Ruelle silencieuse mais le tableau ferait presque entendre le bruit de pas feutrés sur la neige ou d’un carrosse tiré par un cheval. Comme dans celui représentant la place Maltézské dans le brouillard, proche de l’actuelle ambassade de France.
Dans ses œuvres, la lumière joue un rôle central : elle est diffuse, douce, presque évanescente, créant une impression de mystère et de recueillement. Comme l’a écrit un critique de l’époque, « Schikaneder ne peint pas seulement des paysages ou des scènes de rue, il peint l’âme de ce qu’il observe ».
Tomáš Vlček, auteur de la première monographie de Jakub Schikaneder, hésitait beaucoup quand on lui demandait laquelle de ses toiles lui est la plus chère :
« J’aime les œuvres du début de la carrière du peintre, bien qu’elles soient assez éclectiques parce que c’est par ces toiles que filtre son empathie, son désir de partager le sort des autres. Cela lui a permis de transformer le tableau en moyen de communication visuelle qui est très riche et enrichissante pour le spectateur, et où les gens se rencontrent avec eux-mêmes. »
Les thèmes de la solitude et de la fragilité humaine
Un autre tableau marquant, Un soir d’hiver en ville (Zimní večer ve městě), montre une rue enneigée, baignée d’une lumière tamisée qui semble provenir d’un lampadaire lointain. Ce tableau est souvent cité comme l’un des chefs-d’œuvre de Schikaneder, symbolisant le mieux son talent pour créer des atmosphères mélancoliques et intemporelles. « La solitude urbaine chez Schikaneder est universelle, elle transcende le temps et l’espace », écrivait un historien de l’art contemporain.
Jakub Schikaneder a habité une grande partie de sa vie, à partir de 1884, dans le quartier de Vinohrady, dans un bâtiment disparu depuis, à deux pas de là où se trouve désormais la radio publique tchèque. Il est enterré au cimetière de Vinohrady.
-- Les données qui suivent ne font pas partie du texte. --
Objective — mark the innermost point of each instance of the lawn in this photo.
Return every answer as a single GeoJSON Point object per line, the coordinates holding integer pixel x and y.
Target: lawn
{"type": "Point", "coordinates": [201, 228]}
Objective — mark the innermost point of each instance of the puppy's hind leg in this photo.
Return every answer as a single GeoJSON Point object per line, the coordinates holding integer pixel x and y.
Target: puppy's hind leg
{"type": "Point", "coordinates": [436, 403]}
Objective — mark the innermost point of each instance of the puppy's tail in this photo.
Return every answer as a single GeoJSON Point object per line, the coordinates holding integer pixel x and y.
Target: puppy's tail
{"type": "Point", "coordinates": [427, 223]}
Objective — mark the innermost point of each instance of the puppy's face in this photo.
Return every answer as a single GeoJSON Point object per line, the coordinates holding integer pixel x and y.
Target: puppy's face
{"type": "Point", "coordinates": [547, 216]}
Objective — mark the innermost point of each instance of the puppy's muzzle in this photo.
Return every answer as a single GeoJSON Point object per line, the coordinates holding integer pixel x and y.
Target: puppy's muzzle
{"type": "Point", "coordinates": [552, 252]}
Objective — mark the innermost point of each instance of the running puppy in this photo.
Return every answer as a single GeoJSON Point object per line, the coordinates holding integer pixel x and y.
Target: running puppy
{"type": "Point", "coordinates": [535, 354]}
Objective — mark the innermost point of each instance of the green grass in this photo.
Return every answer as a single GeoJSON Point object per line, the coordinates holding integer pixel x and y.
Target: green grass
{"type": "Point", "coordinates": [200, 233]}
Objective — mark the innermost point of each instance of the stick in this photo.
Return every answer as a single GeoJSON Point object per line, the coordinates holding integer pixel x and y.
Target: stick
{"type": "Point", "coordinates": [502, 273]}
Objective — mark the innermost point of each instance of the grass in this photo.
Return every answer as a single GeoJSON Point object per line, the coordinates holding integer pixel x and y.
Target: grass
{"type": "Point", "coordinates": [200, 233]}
Malgré la qualité indéniable de son travail, Jakub Schikaneder est resté longtemps dans l’ombre de figures plus célèbres de l’art tchèque, comme Alfons Mucha ou Josef Mánes. Cette relative discrétion est en partie due à son style, jugé à contre-courant des avant-gardes qui dominaient la scène artistique au début du XXe siècle. Toutefois, depuis les années 1990, son œuvre connaît un regain d’intérêt, notamment grâce à des rétrospectives organisées à Prague, et il fait partie des modèles privilégiés par les faussaires, comme le confiait l’ancienne directrice de la collection d’art du XIXe siècle de la Galerie nationale, Šárka Leubnerová :
« Dans le cas de Schikaneder, nous courrons le risque d’exposer un faux, il faut donc tout contrôler. Jakub Schikaneder se range avec Navrátil et Piepenhagen parmi les peintres tchèques du XIXe siècle les plus souvent falsifiés. »
Depuis mai 2019, le record de vente aux enchères d’un Schikaneder est détenu par le tableau La laitière, vendu pour 19,44 millions de CZK. Ce tableau est également devenu l'œuvre du XIXe la plus chèrement acquise. Une autre de ses œuvres célèbres, Rue en hiver, datant de 1900-1910, a été vendue aux enchères en mai de cette année pour 14,34 millions de CZK (environ 570 000 EUR).